Cornerstone: Chapter 4-3

The following is a translation of an excerpt from Ishizue: Kashihara Genjiro no shinko to shogai (Cornerstone: The Faith and Life of Genjiro Kashihara) by Teruo Nishiyama. Note: This translation is a provisional one and may need to undergo further revision.

Succumbing To a Severe Mental Illness

Although Genjiro encountered numerous physical hardships, his spirit remained undaunted. On his second New Year’s Day in Karatsu, he was able to prepare 30 kg (66 lbs.) of rice cakes and ten large fish as New Year’s offerings. Several dozen followers had come to worship. Genjiro celebrated New Year’s Day amid laughter. The congregation had grown to the point that they could think about applying to establish a propagation office.

However, just at his moment of triumph Genjiro became ill. In February, he became mentally unstable. Judging from his condition, it is assumed he succumbed to a manic state. Genjiro at one point was no different from a person with a mental disability, which prompted Muya’s Fusajiro Oe and Myodo’s Tomokichi Hayashi to come and take him back to Shikoku.

The men tried to calm Genjiro, who flailed wildly and shouted at the top of his lungs. They stayed over a night at an inn in Hakata. However, Genjiro made so much noise that the other guests complained and they had no choice but to camp out in a pine forest and wrap themselves in blankets. As Tomokichi Hayashi gazed at the stars on that icy night, he was filled with turmoil regarding Myodo’s future.

The next day, they stayed over a night at a follower’s home in Hakata. It took all the effort they could muster to reach Myodo after a painful and miserable boat ride.

When the Kashihara family and members of Myodo Auxiliary Church laid their eyes on Genjiro, they hardly recognized him. Their spirits fell as a result of their shock and distress. They did not stop to ponder what God could be trying to tell them.

In deference of public appearances and because the severity of the situation, Genjiro was shut away in a four-mat (7.44 m2 or 80 ft2) room beside the church’s Foundress’ Sanctuary. His mother rushed to see him and said that burning moxa on his soles might help. There were many people who recommended a smattering of folk remedies.

Tomokichi Hayashi, Genjiro’s uncle and a church officer at Myodo, was filled with anguish. There were no signs of improvement no matter how many times he administered the Sazuke. It appeared that even he couldn’t perceive Genjiro’s condition to be a matter concerning the spiritual growth of Myodo as a whole.

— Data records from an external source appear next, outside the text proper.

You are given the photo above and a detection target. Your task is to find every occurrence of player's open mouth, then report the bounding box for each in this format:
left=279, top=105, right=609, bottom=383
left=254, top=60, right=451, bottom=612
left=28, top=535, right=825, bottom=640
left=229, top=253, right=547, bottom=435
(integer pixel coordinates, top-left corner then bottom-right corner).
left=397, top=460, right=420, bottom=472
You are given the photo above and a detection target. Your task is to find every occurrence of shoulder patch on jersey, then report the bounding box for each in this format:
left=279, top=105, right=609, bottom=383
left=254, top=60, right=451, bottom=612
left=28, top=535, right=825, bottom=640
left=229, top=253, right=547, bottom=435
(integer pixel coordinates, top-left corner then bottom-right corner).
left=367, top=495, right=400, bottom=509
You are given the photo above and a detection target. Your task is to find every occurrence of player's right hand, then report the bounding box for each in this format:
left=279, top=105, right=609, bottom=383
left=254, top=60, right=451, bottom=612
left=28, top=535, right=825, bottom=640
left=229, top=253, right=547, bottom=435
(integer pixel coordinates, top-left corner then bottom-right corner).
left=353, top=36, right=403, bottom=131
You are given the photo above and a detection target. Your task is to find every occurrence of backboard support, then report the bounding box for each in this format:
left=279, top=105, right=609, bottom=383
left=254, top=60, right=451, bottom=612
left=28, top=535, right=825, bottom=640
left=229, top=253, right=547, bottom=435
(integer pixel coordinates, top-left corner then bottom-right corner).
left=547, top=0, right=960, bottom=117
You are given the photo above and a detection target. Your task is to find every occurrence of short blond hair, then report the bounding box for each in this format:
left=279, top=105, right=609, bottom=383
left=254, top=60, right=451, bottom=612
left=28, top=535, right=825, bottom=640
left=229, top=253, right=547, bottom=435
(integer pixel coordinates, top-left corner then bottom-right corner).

Fusajiro Oe also came to administer the Sazuke. Genjiro could tell he had arrived by his handclaps in the sanctuary, saying “Ah, Muya’s beard worm is here.” When his older brother Eki’emon arrived, he said, “Ah, the sea tiger is here.” Both men were well-known for their facial hair.

Although those at Myodo didn’t want Genjiro to go outside, he occasionally broke away and scrambled outside. He ran around in the rain, shouting, “Namu Tenri-O-no-Mikoto.” People then assumed he became ill because of his passionate faith.

Kashihara family lamented to themselves, If only Tomokichi was alive today! If Tomokichi was here, he would have immediately known the cause and had done something to resolve the situation. There was nothing Kiku and Ko could do but to insist that the causality of the Kashihara family didn’t warrant such an outcome.

The Tenma family took back Genjiro, insisting he ought to come home. They had him live in a storehouse. It is unknown who suggested this, but someone claimed Genjiro could be cured if they took a large barrel from a sake shop upside down on top of him. The Tenma family decided to give into this superstition. (There is speculation that this practice was seen as a legitimate method to starve someone to death.)

Rev. Unosuke Tosa rushed to the scene as soon as he heard about this and prevented it from being carried out. When Rev. Tosa brought Genjiro back to Myodo, his flailing suddenly stopped. He then realized that Genjiro had no place to go to at the moment. He wanted to instruct everyone at Myodo and the Tenma family that this psychological disorder was not for Genjiro to bear alone. Yet, as Genjiro’s spiritual parent, he could not help but feel completely responsible for the situation.

He then said: “Do not be concerned. God will heal him. Genjiro is my disciple, so I will take him in. I’ll return him after he gets better. Genjiro, come with me. Please call a rickshaw.”